Had we been at home in the U.S. stitches would have been the next order of business. But its Bhutan, we’d been on the road for days, it was getting dark, and a small stick of Dermabond skin-glue had found its way into our first aid kit. I really thought we were turning a corner, Jen and I were doing a passable job of approximating the wound, when we heard a sound like someone slowly dumping a can of peaches onto the wood floor of the front room. Isabelle was throwing up.
I can not overemphasize how bad we were suffering from jet-lag at this point. We had left Newark on Monday afternoon and arrived in Singapore on Wednesday morning. But strangely it was dark the entire flight. Somehow we had lost all of Tuesday. And we were still a day and a half from our destination! Its a weird kind of time-travel, flying over the dateline. It leaves us in a stuporous, lethargic fog for days. It is an exhaustion I’ve rarely felt. Like those 24-hour anesthesia shifts when I can’t make it to the call room.
It was in this state, squatting over a bleeding child, listening to another vomit, with no hot water and the promise of feeling cold for the next two months, that my strong adventurous wife broke.

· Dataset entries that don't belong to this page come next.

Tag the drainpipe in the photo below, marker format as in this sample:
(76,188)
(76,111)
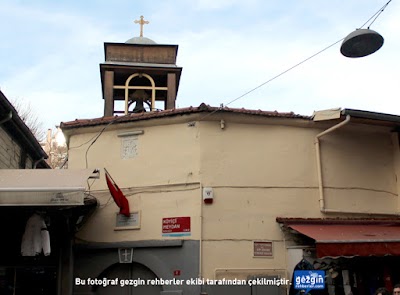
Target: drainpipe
(319,164)
(7,118)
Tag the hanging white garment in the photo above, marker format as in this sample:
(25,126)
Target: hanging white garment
(36,237)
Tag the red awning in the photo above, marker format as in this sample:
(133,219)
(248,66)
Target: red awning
(353,239)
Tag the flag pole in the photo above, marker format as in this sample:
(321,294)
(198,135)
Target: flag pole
(109,175)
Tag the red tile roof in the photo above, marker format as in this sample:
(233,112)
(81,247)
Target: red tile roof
(203,108)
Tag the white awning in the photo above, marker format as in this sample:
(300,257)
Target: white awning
(44,187)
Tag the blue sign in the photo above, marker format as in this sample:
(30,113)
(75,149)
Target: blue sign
(309,279)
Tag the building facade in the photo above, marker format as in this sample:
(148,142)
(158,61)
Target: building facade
(40,209)
(230,195)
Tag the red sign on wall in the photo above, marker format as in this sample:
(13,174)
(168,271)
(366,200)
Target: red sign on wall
(176,226)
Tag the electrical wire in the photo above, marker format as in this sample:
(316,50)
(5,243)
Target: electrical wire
(376,14)
(382,9)
(96,137)
(296,65)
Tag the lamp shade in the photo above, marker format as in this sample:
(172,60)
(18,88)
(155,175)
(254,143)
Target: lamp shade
(361,42)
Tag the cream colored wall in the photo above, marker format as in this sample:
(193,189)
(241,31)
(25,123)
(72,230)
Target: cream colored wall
(257,171)
(260,172)
(161,181)
(359,171)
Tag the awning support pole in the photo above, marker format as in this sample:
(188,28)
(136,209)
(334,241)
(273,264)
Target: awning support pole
(319,163)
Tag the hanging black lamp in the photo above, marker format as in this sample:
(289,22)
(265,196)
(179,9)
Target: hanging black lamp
(361,42)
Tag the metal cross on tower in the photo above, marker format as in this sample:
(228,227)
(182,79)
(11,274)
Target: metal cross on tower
(141,22)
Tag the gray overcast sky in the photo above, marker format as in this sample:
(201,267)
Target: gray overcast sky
(51,50)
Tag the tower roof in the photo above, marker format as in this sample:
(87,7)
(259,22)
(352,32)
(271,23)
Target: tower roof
(140,40)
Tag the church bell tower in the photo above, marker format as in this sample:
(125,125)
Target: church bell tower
(139,75)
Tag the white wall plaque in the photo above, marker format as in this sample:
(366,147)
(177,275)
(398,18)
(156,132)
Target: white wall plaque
(129,147)
(123,222)
(125,255)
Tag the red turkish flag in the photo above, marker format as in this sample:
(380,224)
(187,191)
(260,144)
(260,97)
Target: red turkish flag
(118,196)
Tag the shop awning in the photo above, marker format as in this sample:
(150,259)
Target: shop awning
(44,187)
(353,239)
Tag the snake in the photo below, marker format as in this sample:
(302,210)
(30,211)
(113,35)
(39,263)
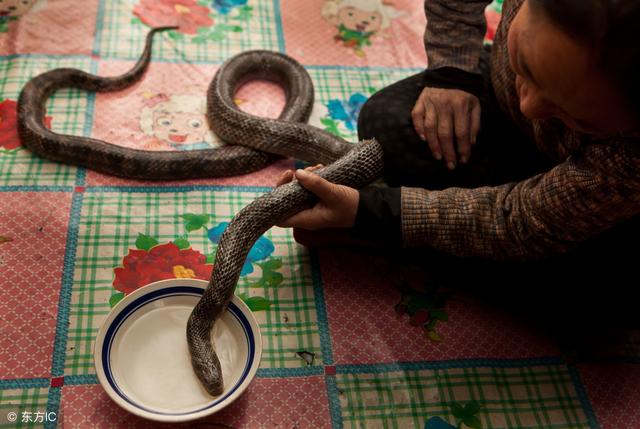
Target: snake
(252,142)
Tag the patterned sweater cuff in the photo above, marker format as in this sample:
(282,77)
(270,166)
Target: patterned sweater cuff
(454,78)
(417,216)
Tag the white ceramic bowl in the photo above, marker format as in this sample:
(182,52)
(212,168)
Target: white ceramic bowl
(142,359)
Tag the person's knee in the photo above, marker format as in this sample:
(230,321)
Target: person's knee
(371,117)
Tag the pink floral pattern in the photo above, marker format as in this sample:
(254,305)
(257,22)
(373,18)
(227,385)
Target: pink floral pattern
(165,261)
(188,15)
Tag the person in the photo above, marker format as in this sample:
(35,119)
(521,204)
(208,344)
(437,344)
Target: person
(520,165)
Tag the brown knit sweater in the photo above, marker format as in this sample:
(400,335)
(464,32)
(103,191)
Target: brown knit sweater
(595,185)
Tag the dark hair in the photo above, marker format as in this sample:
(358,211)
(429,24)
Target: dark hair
(612,29)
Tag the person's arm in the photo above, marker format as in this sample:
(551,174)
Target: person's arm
(546,214)
(447,113)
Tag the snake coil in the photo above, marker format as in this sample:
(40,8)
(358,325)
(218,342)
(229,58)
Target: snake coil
(254,142)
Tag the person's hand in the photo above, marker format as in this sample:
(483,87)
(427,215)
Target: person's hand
(439,115)
(337,207)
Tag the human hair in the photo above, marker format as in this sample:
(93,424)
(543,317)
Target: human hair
(611,28)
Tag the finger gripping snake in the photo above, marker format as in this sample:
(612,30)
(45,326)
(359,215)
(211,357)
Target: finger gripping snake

Jen cried our first night in Bhutan.
It’s been a week. We are finally settled into volunteer housing, and the space heaters are running full blast. It surprised me that we would have a difficult transition this year. I thought things would be so easy since we’d been here before. Then Jen reminded me that, “knowing it’s going to be cold, doesn’t make your ass feel any better when it hits the toilet seat”.
We are already starting to joke about that first day. I guess we’ve sat here long enough to warm up the seat.